The Office of Congressional Ethics, an advisory board that does not include any members of Congress, investigated Mullin’s activity and recommended the House Ethics Committee review allegations that Mullin continues to make commercials for his company, continues to derive income from his company, and continues to serve on the board of the company he owns.

Seriously?

“After first getting elected we set up a meeting with the House Ethics Committee to determine what we needed to do to comply with all House ethics rules regarding our businesses. We have followed those recommendations to the letter, even at significant expense to our company,” Mullin said.

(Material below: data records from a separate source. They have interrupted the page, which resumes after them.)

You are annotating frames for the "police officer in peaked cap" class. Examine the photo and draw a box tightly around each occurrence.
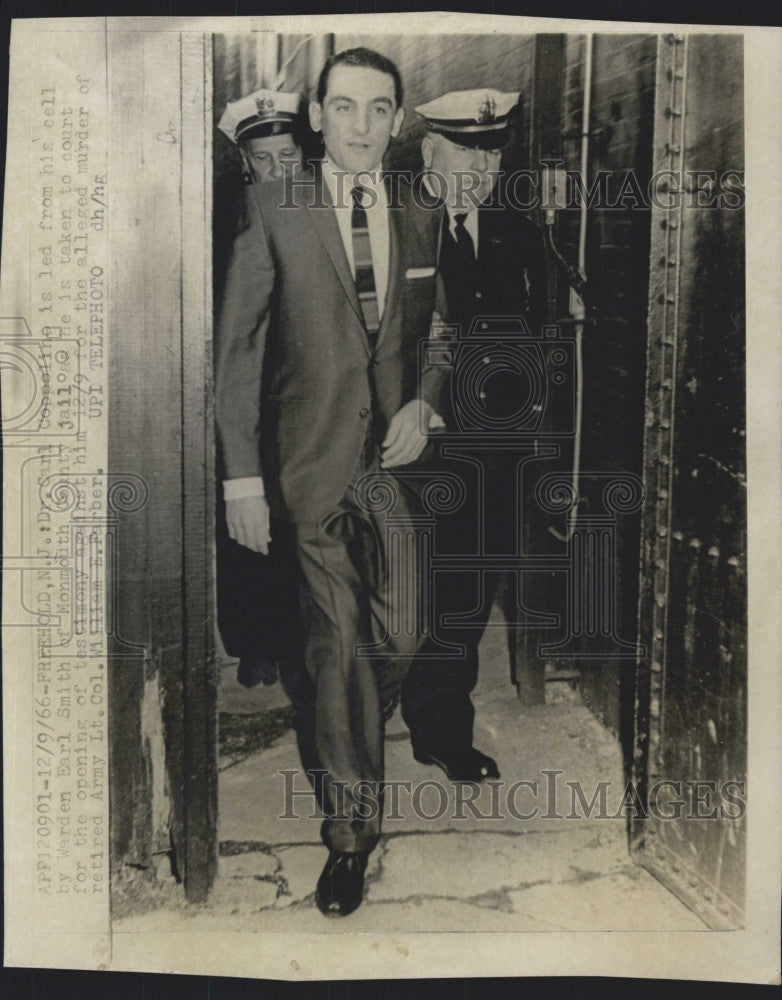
[214,87,310,694]
[401,89,549,783]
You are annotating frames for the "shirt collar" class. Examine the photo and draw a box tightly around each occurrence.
[422,173,479,224]
[322,158,384,208]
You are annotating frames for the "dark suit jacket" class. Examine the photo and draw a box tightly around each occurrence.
[436,192,547,337]
[426,190,552,556]
[428,191,547,429]
[215,165,444,524]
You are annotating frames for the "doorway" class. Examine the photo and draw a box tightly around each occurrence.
[108,29,746,931]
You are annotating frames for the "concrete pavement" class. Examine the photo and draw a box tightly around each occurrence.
[115,608,705,935]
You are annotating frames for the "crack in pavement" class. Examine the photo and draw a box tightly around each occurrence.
[206,867,628,917]
[209,828,637,917]
[364,835,391,892]
[219,822,624,857]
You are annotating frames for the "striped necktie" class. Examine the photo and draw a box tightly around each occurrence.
[351,184,380,347]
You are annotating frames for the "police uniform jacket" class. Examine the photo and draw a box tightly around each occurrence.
[433,184,548,428]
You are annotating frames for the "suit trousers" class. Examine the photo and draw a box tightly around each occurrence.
[401,450,521,754]
[293,444,422,854]
[401,573,498,755]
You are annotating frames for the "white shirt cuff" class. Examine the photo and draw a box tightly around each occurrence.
[224,477,265,501]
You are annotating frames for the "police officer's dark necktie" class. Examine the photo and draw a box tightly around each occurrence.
[351,184,380,349]
[453,211,476,262]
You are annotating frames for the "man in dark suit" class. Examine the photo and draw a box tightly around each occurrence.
[215,48,444,917]
[401,89,548,783]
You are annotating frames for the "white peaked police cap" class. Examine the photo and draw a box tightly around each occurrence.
[218,88,301,144]
[415,89,520,148]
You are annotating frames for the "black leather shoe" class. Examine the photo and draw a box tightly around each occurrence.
[413,745,500,783]
[315,850,369,917]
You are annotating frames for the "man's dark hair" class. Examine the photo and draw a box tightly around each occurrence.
[316,47,404,110]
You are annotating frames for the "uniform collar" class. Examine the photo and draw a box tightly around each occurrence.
[422,172,485,224]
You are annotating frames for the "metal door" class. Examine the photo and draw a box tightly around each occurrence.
[633,33,746,929]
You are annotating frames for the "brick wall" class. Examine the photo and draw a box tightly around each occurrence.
[334,33,537,173]
[561,34,656,468]
[559,34,658,735]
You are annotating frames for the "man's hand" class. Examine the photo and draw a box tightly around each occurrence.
[381,399,434,468]
[226,495,271,554]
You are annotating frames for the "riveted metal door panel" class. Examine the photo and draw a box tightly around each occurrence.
[633,33,746,929]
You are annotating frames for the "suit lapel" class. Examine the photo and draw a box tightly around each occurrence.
[435,203,446,264]
[477,203,491,267]
[302,165,365,329]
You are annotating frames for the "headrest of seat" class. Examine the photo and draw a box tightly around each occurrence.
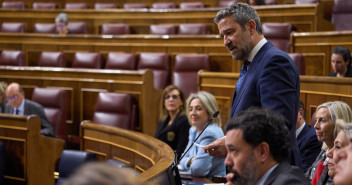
[101,24,130,34]
[123,3,147,8]
[95,93,133,114]
[152,2,176,8]
[2,1,25,9]
[58,150,97,178]
[288,53,305,75]
[138,53,170,70]
[94,3,117,9]
[65,3,87,9]
[0,50,26,66]
[150,24,177,35]
[34,23,56,33]
[105,53,136,69]
[179,2,204,9]
[295,0,319,4]
[178,23,208,34]
[218,0,237,7]
[38,51,66,67]
[68,22,88,34]
[72,52,102,69]
[333,0,352,13]
[1,22,25,33]
[174,54,209,71]
[32,2,56,9]
[32,88,66,108]
[262,23,293,39]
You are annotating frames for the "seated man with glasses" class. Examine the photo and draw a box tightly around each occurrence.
[55,13,69,34]
[4,82,54,137]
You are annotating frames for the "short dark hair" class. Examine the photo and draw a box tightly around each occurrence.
[298,100,305,120]
[214,2,262,34]
[332,46,351,67]
[225,107,291,163]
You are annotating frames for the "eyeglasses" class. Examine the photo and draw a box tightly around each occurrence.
[164,95,179,100]
[56,24,66,28]
[6,95,18,101]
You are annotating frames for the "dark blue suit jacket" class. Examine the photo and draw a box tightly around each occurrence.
[230,41,302,167]
[297,123,322,172]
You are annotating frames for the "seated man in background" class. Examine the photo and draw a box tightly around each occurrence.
[224,107,309,185]
[328,46,352,77]
[55,13,69,34]
[4,82,54,137]
[296,101,322,172]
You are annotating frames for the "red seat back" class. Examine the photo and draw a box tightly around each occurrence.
[101,23,130,35]
[33,2,56,9]
[332,0,352,31]
[179,2,204,9]
[288,53,305,75]
[2,1,24,9]
[72,52,103,69]
[150,24,177,35]
[263,22,293,53]
[34,23,56,33]
[38,51,66,67]
[65,3,87,9]
[178,23,208,34]
[1,22,25,33]
[32,88,68,140]
[68,22,89,34]
[94,3,117,9]
[0,50,26,66]
[105,52,136,70]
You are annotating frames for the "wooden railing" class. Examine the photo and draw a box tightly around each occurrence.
[0,4,325,33]
[0,66,161,137]
[291,30,352,76]
[198,71,352,126]
[80,121,174,184]
[0,114,64,185]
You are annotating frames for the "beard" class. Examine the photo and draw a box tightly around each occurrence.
[229,153,259,185]
[231,31,252,61]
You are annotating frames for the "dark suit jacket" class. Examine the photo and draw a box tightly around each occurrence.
[230,41,302,167]
[297,123,322,172]
[264,161,310,185]
[4,99,55,137]
[155,113,190,160]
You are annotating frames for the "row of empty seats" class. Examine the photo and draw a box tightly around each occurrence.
[1,0,321,10]
[0,50,211,93]
[0,22,210,35]
[31,88,138,143]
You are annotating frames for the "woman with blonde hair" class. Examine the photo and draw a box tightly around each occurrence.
[306,101,352,185]
[179,91,225,179]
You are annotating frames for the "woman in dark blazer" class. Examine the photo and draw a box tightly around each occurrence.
[154,85,190,160]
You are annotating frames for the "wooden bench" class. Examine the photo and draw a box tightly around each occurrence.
[80,121,174,184]
[291,30,352,76]
[198,71,352,126]
[0,66,161,137]
[0,4,324,33]
[0,114,64,185]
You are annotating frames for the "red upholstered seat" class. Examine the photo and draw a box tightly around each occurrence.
[105,52,136,70]
[288,53,305,75]
[150,24,177,35]
[265,0,276,4]
[34,23,56,33]
[68,22,88,34]
[173,54,210,98]
[31,88,68,140]
[262,22,293,53]
[295,0,319,4]
[1,22,25,33]
[92,92,137,130]
[72,52,103,69]
[0,50,26,66]
[38,51,66,67]
[65,3,87,9]
[2,1,24,9]
[179,2,204,9]
[218,0,237,7]
[123,3,147,9]
[152,2,176,8]
[32,2,56,9]
[137,52,170,90]
[101,23,130,35]
[332,0,352,31]
[178,23,208,34]
[94,3,117,9]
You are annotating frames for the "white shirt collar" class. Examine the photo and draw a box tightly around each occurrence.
[296,122,306,138]
[247,38,267,62]
[255,163,279,185]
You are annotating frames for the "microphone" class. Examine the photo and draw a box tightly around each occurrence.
[175,110,220,166]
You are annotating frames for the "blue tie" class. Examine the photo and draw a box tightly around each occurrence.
[15,109,19,115]
[235,60,250,95]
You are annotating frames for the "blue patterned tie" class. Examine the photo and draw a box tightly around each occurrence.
[15,109,19,115]
[235,60,250,95]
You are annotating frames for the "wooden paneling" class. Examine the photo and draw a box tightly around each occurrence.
[0,66,161,137]
[292,31,352,75]
[0,114,64,185]
[80,122,174,184]
[0,4,322,34]
[199,71,352,125]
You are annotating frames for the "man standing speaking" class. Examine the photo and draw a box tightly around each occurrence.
[204,2,302,167]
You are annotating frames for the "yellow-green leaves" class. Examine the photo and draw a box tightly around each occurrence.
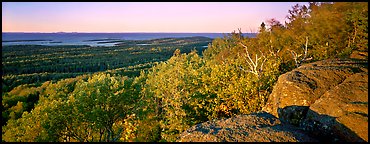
[2,73,140,142]
[142,41,281,141]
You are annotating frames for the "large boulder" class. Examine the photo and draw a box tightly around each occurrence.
[262,59,368,142]
[302,72,368,142]
[179,59,367,142]
[178,112,317,142]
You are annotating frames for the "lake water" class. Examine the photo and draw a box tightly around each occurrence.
[2,32,257,47]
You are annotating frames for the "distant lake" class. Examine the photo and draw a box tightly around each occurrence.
[2,32,257,47]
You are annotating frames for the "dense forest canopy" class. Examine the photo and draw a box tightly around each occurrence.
[2,2,368,142]
[2,37,213,93]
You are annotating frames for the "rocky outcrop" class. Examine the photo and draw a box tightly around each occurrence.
[178,112,317,142]
[179,59,368,142]
[263,59,368,142]
[302,71,368,142]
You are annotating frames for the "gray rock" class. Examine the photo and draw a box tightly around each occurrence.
[262,59,368,142]
[178,112,318,142]
[302,72,368,142]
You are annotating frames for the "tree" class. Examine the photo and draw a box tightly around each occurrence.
[47,73,139,142]
[2,73,140,142]
[259,22,266,33]
[238,42,267,77]
[290,36,312,67]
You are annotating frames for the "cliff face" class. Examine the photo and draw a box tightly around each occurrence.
[179,59,368,142]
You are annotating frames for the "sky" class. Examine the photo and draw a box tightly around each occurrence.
[2,2,309,33]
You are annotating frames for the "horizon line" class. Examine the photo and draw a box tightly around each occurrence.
[2,31,258,34]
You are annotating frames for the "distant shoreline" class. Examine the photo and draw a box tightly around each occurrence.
[3,39,53,42]
[2,33,256,46]
[2,32,255,34]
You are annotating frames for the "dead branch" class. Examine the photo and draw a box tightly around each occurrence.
[291,36,312,67]
[239,42,266,77]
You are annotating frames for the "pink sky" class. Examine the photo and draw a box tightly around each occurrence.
[2,2,308,33]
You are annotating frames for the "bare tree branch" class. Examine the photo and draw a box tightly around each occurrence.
[239,42,266,77]
[291,36,312,67]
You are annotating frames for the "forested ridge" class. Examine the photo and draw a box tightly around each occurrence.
[2,36,212,93]
[2,2,367,142]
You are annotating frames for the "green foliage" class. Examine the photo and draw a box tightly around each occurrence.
[2,37,212,93]
[140,35,281,141]
[285,2,367,62]
[133,3,368,141]
[2,84,42,126]
[141,49,206,141]
[2,73,141,142]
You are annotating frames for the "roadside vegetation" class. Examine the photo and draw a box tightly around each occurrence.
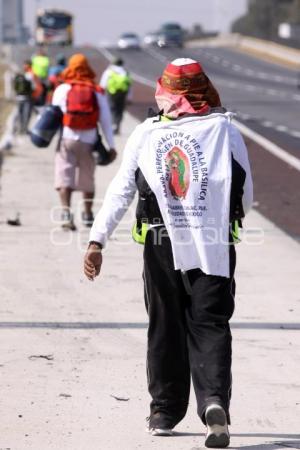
[0,62,13,138]
[232,0,300,47]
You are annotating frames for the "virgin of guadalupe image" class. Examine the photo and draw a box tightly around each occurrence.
[165,146,190,199]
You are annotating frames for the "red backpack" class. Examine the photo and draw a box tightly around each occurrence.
[63,82,101,130]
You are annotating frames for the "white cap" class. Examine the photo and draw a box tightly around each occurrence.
[170,58,198,66]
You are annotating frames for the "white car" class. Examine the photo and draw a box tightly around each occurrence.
[143,31,160,46]
[117,33,140,49]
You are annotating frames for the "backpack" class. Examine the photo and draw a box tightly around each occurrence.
[14,73,32,96]
[63,83,99,130]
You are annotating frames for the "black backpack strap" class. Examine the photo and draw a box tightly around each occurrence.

Mullin, who is taking this complaint seriously and head-on, said ”I will continue to fight for the right to stay involved in my business. The stakes in this fight are not just my rights as a business owner. We are talking about the very nature of our government. Will we continue to allow real citizen legislators to serve in Congress as our Founding Fathers envisioned, or do the bureaucrats have the power to say that only career politicians are allowed?”

George Mason once said, “Nothing so strongly impels a man to regard the interest of his constituents as the certainty of returning to the general mass of the people, from whence he was taken, where he must participate in their burdens.”

The prospect of responsible legislation relied upon the premise that those making the laws must return to their homes to live under the laws they created.

If the “rules of congress” have been so bastardized over the years to require a citizen legislator to divest himself of his livelihood away from Washington, then it's no wonder so many of them stay too long.